Courses in which all readings are in English:

CLASSICAL STUDIES 202. (3) CLASSICAL MYTHOLOGY. A comprehensive survey of Greco-Roman mythology, with the aim of providing the student with a working knowledge of a significant element in Western culture and its creative achievements. Readings and lectures cover both the content of the mythology and its linguistic and cultural significance.
Prerequisite: none.
Professor Siegel TR (12:30 pm-1:50 pm)

CLASSICAL STUDIES 204. (3) LATIN LITERATURE IN TRANSLATION. Reading and discussion of major works of classical Latin literature. Literary themes and techniques are considered as well as the influence of Latin writings on later literature. No knowledge of Latin is required.
Prerequisite: none.
Professor Siegel MWF (1:30 pm-2:20 pm)

CLASSICAL STUDIES 302. (3) THEMES IN CLASSICAL TRADITION. A study of Greek and roman themes in the ancient world and in Western and other cultures. the course may focus on a genre (e.g., epic), character (e.g., Hercules), theme (e.g., revenge), location (e.g., Olympia), or idea (e.g., progress). Students will study a variety of materials, which may include literature, art, music, and film. This semester's focus: ALEXANDER THE GREAT.
Prerequisite: none.
Professor Arieti MWF (10:30 am-11:50 am)

HISTORY 272. (3) ROMAN HISTORY. A comprehensive survey of the rise and decline of Rome as a world-state and as the matrix of subsequent Western civilization. Primary emphasis is placed on the social, political, economic, and diplomatic forces in the evolution of Roman supremacy in the Mediterranean. This course does not assume a knowledge of Latin and does not satisfy any of the language requirements. It carries credit toward a History major.
Prerequisite: none. 
Professor Arieti MWF (9:30 am-10:30 am) 

Ancient Language Courses:

GREEK 102. (3) ELEMENTARY GREEK PART II. A foundation course in the vocabulary, forms, and grammar of classical Greek, preparing the student to read standard authors. Emphasis is given to the development of the student's command of English by comparative and contrastive exercises and to the appreciation of Greek cultural values by close study of significant vocabulary.
Prerequisite: Greek 101 or permission of the instructor. 
Professor Irons MWF (8:30 am-9:20 am)

GREEK 202. (3) INTERMEDIATE GREEK PART II. A continuing study of grammar and vocabulary is integrated with the reading and analysis of unadapted prose and verse.
Prerequisite: Greek 201 or permission of the instructor.
Professor Arieti MWF (8:30 am-9:20 am)

GREEK 302/402. (3) MASTERPIECES OF GREEK LITERATURE. The selection of authors and texts is at the discretion of the instructor.
Prerequisite: Greek 202 or equivalent.
Professor Arieti MWF (8:30 am-9:20 am)

LATIN 102. (3) ELEMENTARY LATIN PART II. This course is a continuation of Latin 101.The text is written for adults; the sentences and drill exercises in forms and syntax are based on classical authors. Considerable emphasis is placed on expanding the student's vocabulary and grasp of language structure.
Prerequisite: Latin 101 or permission of the instructor.
Professor Irons, Section 1, MWF (10:30 am-11:20 am)
Professor Irons, Section 2, MWF (12:30 pm-1:20 pm)

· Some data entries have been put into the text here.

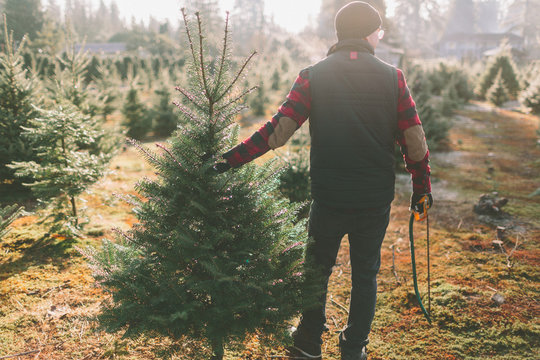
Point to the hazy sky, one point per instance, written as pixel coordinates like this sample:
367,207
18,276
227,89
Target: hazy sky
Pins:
293,15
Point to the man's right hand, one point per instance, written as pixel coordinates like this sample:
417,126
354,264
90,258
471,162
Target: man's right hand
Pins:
415,198
221,167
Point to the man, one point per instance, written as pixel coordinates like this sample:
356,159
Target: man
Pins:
358,108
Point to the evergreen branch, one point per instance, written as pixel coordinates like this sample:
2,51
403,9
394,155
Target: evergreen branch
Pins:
127,199
238,98
190,38
189,96
185,110
124,235
201,57
242,69
143,150
170,155
223,55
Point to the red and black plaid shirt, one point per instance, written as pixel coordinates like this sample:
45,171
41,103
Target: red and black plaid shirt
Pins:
298,106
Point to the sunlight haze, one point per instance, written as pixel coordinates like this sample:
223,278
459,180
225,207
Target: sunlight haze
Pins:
293,15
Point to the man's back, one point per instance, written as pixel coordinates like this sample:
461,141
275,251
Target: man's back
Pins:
353,126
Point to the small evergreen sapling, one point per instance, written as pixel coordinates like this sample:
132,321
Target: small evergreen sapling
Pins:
18,91
8,215
214,257
501,63
136,118
531,96
64,170
497,93
164,116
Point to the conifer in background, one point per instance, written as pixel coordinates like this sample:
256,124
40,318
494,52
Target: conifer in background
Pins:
276,81
135,113
8,215
531,96
107,90
497,93
165,119
67,166
259,101
214,257
18,92
503,63
70,75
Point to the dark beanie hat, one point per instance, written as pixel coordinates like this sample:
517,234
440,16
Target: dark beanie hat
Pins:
357,20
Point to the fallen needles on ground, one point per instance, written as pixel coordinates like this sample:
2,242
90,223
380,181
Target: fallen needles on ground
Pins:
20,354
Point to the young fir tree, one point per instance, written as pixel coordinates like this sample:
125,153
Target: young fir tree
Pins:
497,94
214,257
165,119
136,118
503,63
18,91
65,144
531,96
8,215
69,81
276,81
259,101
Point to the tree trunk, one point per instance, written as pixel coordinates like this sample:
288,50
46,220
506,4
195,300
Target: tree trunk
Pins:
74,210
217,350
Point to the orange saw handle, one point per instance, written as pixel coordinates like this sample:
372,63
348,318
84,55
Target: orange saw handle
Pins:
421,208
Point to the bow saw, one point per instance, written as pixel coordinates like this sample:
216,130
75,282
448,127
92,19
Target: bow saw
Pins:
420,216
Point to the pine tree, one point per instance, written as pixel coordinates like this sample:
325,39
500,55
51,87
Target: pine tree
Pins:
25,17
502,62
7,216
18,92
497,94
259,101
214,257
64,170
165,119
276,80
249,18
107,90
531,96
69,81
136,118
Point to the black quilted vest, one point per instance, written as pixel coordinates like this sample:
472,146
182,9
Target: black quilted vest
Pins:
353,125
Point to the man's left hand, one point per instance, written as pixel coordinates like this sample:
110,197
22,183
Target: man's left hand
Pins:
221,167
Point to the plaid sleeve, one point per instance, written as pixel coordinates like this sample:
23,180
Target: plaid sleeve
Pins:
407,118
296,107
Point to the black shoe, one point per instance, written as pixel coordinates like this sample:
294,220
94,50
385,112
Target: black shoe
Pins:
306,346
351,351
353,354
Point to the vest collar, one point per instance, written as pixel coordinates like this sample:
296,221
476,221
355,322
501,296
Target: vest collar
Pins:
360,45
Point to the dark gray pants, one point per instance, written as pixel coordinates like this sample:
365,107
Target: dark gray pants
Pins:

LATIN 202. (3) INTERMEDIATE LATIN Part II. Reading and analysis of selections from Latin prose and verse, and a continuing study of grammar and vocabulary.
Prerequisite: Latin 201 or permission of the instructor.
Professor Siegel, Section 1, MWF (10:30 am-11:20 am)
Professor Siegel, Section 2, MWF (11:30 pm-12:20 pm)

LATIN 302/402. (3) MASTERPIECES OF LATIN LITERATURE. The courses are devoted to intensive study of individual authors such as Lucretius, Tacitus, Livy, Ovid, Horace, or to literary genres such as Roman satire, elegiac poetry, epistolography, history.
Prerequisite: Latin 202 or permission of the instructor.